Jeptha had his back to Jake, who stepped forward to put an arm on his son’s shoulder, possibly in congratulation. As though a spring had been released, Jeptha turned and knocked his father’s hand away. Jake laughed. “Ooh, ooh, the taste of blood.” Jake stood in a boxer’s pose. “Go to it, killer.”

“One day,” said Jeptha.

“Jeptha,” said his mother. “You won. Don’t spoil it.”

“Oh, let him be a man, Marm. Come on, boy. I’m corned, ain’t I? That helps you, don’t it?”

Jeptha shook his head. “Not one day when I’m old enough to beat you.”

“Jeptha, you stop,” said his mother sharply.

Jeptha shook his head. “One day when I’m old enough to run the farm.” He slapped his palms back and forth as if he were getting rid of some dirt. “You can go live in town and drink away your days; I’ll pay for the drinks.” His father looked astounded. “I can hardly wait,” Jeptha said, and walked off. Becky followed him with her irregular step through the frosty weeds. “Jeptha!” she called after him. “Jeptha, don’t be mad. Jeptha, be happy you won.” Agnes followed Becky and caught up with her, and they walked together.

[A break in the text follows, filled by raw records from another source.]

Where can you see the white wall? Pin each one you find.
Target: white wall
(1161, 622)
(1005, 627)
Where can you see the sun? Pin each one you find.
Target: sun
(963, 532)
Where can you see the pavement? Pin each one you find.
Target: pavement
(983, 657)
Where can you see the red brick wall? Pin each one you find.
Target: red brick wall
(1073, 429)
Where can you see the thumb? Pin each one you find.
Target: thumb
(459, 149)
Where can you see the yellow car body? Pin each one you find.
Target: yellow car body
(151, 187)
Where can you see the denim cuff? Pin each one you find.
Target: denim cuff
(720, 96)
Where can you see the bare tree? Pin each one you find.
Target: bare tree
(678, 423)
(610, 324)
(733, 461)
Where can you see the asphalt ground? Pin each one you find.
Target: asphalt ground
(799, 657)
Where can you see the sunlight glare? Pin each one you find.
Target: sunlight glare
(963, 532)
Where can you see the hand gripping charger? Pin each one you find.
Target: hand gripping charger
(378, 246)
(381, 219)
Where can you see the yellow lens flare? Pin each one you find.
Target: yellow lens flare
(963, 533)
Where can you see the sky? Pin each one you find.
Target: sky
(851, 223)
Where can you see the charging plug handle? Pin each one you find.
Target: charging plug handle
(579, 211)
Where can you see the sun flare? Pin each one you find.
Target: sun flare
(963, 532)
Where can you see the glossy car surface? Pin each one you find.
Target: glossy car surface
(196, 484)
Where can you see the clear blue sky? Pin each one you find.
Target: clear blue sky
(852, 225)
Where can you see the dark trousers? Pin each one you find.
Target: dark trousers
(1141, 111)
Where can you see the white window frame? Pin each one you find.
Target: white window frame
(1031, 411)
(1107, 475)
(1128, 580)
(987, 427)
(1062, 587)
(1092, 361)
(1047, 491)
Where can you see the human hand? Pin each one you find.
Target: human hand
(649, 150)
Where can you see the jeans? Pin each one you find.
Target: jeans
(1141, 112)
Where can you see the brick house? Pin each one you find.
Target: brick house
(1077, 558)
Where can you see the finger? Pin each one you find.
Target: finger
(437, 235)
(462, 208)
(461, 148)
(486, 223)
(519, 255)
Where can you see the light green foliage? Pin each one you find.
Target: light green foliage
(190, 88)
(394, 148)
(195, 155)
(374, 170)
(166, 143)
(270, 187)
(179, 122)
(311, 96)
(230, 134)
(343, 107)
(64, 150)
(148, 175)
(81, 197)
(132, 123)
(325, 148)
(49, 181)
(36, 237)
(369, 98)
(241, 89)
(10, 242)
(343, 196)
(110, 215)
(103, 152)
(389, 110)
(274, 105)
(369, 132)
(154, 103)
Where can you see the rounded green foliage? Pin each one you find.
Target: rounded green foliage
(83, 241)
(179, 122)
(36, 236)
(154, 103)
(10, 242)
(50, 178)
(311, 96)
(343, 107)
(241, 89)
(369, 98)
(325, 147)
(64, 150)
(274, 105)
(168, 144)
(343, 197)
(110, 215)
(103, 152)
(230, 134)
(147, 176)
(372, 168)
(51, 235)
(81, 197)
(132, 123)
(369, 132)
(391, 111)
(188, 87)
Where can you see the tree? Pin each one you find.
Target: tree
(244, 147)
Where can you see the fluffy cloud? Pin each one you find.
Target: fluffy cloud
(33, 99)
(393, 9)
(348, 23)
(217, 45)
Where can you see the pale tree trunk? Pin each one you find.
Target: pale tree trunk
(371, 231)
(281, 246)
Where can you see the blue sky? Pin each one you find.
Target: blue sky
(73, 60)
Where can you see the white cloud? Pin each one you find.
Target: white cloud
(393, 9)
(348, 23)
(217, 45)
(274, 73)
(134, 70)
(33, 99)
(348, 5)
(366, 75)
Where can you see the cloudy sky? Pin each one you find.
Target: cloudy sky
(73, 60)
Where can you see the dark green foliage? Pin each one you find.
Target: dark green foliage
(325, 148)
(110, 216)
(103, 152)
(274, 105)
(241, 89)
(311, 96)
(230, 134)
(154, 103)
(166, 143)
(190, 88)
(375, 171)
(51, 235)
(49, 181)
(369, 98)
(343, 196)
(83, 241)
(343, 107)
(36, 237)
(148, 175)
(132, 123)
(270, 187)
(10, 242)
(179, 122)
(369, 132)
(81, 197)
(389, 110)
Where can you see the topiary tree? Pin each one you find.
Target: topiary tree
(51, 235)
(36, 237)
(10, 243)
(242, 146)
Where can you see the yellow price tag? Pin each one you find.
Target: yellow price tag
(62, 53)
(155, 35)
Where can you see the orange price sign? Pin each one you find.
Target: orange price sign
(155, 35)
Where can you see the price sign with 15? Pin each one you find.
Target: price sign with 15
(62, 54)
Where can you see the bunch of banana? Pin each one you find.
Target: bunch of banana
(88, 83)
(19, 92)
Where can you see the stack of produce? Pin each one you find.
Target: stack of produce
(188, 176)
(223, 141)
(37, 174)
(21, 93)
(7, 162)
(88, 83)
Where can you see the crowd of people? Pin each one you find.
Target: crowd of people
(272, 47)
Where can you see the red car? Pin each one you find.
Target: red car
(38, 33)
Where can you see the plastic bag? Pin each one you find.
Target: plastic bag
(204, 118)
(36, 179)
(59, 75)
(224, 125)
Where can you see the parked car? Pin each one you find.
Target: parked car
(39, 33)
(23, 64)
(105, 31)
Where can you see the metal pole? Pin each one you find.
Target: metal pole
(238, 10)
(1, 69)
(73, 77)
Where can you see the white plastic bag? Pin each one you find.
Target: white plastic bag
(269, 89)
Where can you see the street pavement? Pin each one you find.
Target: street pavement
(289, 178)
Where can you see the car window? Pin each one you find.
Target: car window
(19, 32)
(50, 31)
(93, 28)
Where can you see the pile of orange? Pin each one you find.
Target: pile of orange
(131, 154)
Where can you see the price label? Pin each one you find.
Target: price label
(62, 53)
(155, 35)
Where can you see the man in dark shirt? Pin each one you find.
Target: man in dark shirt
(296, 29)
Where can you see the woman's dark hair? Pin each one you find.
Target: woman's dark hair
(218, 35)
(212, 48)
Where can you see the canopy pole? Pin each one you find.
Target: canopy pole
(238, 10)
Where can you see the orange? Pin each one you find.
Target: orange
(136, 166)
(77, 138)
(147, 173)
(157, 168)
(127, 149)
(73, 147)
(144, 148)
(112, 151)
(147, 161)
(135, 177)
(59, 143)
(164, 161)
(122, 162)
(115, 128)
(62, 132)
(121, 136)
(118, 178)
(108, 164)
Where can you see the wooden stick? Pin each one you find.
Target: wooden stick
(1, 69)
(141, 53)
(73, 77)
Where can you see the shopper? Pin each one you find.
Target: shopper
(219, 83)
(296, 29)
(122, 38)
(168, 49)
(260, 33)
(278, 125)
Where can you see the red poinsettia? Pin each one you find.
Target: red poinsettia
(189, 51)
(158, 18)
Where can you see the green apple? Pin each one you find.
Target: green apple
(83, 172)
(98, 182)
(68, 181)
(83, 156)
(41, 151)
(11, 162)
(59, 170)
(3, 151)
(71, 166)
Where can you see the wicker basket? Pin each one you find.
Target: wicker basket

“Come back, you ungrateful pup,” Jake gasped, looking as if the wind had been knocked out of him. The disrespect of Jeptha’s outburst, directed at a grown man, a father, who was known to have a violent temper, shocked everyone who had heard it, including me. It was a much bigger thing than the fight which had preceded it. Jake started off after his son, but his wretched wife grabbed him around the waist, virtually leaping upon him, saying “Please, Jake.” He shook free of her. He pulled his arm back as if to strike her, and stopped, and we all knew it was our presence that stopped him. “I
kill
myself,” he growled, “break my back, work my hands raw, die every day for all of you. And who is
he
, goddamnit? What’s he ever done?”

Before this, sometimes when I was in my straw bed but not yet asleep, and the memories of my day offered nothing else to comfort me, I thought of a friendly glance this boy had tossed in my direction. Now I was glad he had not been hurt or shamed. I hoped his father would not hurt him later. But most of all I wished that, like Agnes, I had thought of a way to help. I had seen nothing to do but fret, and a girl who despised me had shown me wrong. I felt as insignificant as they all kept insisting I was.